The filing shows 8,634.352 shares transferred from a personal trust and 9,139.931 shares transferred from a directly held account, with total indirect holdings of 17,774.283 shares in the joint trust after the changes. This total includes 213.41 shares from the employee stock purchase plan and 196.931 dividend reinvestment shares, both previously exempt from real-time reporting.
Positive
- None.
Negative
- None.
Insights
Bondar’s Form 4 reflects trust and account re-titling, not open-market trading.
The transactions coded "J" on February 5, 2026 move Class A Common Stock between a sole trust, a personal account, and a joint tenants trust for Lori J. Bondar and spouse. The per-share price is reported as $0, indicating non-sale transfers.

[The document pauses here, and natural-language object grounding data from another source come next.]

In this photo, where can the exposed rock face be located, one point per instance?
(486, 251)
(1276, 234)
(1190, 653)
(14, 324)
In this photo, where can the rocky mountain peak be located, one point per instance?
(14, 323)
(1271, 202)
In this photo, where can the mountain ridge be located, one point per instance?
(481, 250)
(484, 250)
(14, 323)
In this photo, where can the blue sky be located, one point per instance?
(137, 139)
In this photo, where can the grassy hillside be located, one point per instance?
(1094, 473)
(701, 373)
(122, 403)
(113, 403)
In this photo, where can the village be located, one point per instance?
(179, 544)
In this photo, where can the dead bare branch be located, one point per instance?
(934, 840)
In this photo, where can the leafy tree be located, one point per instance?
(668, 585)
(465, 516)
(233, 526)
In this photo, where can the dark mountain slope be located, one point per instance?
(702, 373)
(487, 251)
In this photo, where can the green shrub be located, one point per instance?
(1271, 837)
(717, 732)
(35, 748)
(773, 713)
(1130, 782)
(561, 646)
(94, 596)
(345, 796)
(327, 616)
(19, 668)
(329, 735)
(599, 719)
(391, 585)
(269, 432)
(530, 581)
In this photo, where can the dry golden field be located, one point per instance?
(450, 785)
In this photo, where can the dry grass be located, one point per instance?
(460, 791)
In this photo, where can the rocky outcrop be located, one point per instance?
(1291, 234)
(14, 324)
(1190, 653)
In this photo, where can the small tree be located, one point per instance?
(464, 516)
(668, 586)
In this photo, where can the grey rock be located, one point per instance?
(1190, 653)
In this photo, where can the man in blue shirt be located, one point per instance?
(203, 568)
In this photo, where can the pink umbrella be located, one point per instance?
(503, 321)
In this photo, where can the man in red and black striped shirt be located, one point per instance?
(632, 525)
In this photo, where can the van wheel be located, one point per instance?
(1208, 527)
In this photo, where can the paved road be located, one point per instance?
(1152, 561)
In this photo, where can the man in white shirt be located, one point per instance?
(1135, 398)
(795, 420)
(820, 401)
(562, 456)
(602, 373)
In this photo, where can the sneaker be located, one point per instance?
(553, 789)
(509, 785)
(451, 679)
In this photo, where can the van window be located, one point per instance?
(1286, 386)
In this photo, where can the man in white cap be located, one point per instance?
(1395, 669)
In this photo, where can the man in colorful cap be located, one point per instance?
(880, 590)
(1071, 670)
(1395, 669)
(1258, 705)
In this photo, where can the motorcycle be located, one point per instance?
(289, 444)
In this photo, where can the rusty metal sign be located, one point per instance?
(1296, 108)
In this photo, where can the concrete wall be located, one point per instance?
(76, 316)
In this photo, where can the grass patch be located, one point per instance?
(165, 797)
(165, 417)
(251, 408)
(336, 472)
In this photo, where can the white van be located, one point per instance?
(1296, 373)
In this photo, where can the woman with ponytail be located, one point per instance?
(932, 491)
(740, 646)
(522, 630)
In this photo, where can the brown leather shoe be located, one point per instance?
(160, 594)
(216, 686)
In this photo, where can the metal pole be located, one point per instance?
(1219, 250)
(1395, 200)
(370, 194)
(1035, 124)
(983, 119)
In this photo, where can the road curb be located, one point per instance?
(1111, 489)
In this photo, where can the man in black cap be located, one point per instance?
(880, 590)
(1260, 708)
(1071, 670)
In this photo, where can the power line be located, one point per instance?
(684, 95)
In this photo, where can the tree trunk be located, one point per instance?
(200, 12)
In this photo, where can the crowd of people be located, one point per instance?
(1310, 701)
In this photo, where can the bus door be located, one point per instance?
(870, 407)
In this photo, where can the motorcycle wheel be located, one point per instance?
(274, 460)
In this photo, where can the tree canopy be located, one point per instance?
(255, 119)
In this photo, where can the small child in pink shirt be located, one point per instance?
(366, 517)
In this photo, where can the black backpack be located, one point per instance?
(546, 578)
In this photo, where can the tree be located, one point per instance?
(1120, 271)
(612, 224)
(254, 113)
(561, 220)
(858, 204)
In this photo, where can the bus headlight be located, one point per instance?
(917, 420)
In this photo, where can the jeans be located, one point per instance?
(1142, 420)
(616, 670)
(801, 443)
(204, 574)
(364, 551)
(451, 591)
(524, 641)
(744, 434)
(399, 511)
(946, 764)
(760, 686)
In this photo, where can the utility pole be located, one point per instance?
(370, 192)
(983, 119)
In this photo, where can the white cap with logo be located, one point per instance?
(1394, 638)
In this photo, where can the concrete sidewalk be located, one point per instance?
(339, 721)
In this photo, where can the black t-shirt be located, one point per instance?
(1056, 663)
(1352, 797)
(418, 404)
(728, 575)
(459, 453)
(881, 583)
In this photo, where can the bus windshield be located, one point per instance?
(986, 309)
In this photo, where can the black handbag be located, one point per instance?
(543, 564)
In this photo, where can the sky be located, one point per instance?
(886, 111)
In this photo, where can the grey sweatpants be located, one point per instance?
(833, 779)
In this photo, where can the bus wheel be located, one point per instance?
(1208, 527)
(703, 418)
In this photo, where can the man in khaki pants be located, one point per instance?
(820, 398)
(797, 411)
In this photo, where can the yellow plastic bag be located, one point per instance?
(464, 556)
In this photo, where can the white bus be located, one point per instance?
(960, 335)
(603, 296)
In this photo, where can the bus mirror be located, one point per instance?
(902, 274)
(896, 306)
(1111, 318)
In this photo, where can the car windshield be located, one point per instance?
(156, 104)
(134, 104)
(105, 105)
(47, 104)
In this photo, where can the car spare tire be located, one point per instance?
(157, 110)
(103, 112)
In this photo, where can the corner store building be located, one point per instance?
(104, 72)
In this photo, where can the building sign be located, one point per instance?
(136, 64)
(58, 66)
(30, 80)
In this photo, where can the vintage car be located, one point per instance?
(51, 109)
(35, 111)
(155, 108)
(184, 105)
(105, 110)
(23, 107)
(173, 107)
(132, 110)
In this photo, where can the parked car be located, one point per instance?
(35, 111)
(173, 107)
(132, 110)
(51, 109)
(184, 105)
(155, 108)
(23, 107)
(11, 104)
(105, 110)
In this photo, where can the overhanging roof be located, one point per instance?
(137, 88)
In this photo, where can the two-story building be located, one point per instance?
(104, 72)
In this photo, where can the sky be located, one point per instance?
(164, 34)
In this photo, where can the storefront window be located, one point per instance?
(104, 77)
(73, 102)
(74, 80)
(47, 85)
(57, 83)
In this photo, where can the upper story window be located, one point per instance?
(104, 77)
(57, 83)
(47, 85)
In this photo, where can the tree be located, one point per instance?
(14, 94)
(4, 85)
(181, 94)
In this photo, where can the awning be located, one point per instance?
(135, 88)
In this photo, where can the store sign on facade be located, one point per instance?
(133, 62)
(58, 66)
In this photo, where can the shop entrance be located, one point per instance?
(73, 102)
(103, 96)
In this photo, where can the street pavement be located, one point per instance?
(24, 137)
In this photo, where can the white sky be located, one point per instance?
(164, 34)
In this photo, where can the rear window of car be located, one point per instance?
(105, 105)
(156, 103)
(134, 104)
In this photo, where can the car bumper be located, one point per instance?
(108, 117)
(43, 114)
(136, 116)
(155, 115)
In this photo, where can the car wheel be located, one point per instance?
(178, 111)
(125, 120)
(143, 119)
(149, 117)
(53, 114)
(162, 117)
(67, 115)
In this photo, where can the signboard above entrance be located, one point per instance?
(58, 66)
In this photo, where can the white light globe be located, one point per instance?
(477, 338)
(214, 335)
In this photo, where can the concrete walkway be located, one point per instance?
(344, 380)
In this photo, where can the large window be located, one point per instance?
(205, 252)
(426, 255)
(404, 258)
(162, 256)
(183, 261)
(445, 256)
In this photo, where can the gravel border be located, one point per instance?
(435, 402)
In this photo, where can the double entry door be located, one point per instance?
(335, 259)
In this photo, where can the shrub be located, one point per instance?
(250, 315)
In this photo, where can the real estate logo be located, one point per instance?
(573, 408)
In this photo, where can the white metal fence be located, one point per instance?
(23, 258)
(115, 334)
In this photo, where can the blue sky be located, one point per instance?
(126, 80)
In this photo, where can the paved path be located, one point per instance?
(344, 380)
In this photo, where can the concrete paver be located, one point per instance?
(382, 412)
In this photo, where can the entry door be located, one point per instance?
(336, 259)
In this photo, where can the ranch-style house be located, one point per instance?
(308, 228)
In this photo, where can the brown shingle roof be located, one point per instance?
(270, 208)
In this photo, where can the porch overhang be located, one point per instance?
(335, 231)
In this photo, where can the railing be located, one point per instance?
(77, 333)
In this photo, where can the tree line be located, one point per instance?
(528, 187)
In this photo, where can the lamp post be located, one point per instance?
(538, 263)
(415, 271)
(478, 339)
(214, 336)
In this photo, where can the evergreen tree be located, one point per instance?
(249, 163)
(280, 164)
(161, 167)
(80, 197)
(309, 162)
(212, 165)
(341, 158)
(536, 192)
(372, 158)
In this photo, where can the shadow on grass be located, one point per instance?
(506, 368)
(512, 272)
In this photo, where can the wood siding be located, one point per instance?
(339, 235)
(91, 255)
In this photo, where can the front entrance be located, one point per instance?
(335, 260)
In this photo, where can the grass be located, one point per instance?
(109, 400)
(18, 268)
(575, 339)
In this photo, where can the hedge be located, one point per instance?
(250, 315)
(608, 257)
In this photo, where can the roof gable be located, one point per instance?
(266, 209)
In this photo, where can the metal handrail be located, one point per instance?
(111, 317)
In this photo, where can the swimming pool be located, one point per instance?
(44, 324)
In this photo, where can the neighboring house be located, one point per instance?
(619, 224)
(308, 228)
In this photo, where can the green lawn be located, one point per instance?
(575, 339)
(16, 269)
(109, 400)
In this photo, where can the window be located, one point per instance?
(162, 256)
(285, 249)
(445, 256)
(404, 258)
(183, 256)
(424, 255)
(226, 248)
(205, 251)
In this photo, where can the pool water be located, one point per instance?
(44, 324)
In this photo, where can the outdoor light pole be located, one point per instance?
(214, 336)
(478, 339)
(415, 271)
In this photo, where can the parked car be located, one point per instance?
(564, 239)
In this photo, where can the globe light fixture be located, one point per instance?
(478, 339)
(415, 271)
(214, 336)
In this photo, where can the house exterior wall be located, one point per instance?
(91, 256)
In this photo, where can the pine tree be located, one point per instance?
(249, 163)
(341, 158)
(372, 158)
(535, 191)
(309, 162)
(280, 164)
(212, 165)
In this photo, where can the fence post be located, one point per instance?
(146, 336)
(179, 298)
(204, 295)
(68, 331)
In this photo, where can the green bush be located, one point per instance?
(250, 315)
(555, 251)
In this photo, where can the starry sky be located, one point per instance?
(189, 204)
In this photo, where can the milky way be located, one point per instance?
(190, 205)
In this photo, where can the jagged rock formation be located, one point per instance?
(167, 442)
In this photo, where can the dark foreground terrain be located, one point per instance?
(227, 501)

The filing states that indirect ownership through a sole trust and direct ownership in an individual account were converted into indirect ownership through a joint tenants trust where both are co-trustees and co-beneficiaries. Total indirect holdings are 17,774.283 shares, including plan purchases and dividend reinvestments, so economic exposure is restructured but overall stake is preserved.
Insider Trade Summary
| Type | Security | Shares | Price | Value |
|---|---|---|---|---|
| Other | Class A Common Stock | 8,634.352 | $0.00 | -- |
| Other | Class A Common Stock | 9,139.931 | $0.00 | -- |
| holding | Class A Common Stock | -- | -- | -- |
Footnotes (1)
- The Reporting Person previously reported indirect ownership of the securities through a trust for which the Reporting Person served as the sole trustee and beneficiary. Effective February 5, 2026, the securities were transferred to a separate trust held as joint tenants, of which the Reporting Person and spouse are co-trustees and co-beneficiaries. Accordingly, the form of indirect ownership has changed from a sole trust to a joint tenants trust. The Reporting Person previously reported direct ownership of the securities held in an individual account. Effective February 5, 2026, the securities were transferred to a trust held as joint tenants, of which the Reporting Person and spouse are co-trustees and co-beneficiaries. Accordingly, the form of ownership has changed from direct ownership to indirect ownership through a joint tenants trust. Includes 213.41 shares of the Issuer's Class A Common Stock purchased for the Reporting Person's account under the Issuer's Employee Stock Purchase Plan since the last Statement of Changes in Beneficial Ownership was filed by the Reporting Person. Such acquisitions are exempt from Section 16 concurrent reporting requirements pursuant to Rule 16b-3. Includes 196.931 shares of the Issuer's Class A Common Stock received by the Reporting Person pursuant to the Issuer's dividend reinvestment plan since the last Statement of Changes in Beneficial Ownership was filed by the Reporting Person. Such acquisitions are exempt from Section 16 concurrent reporting requirements pursuant to Rule 16a-11.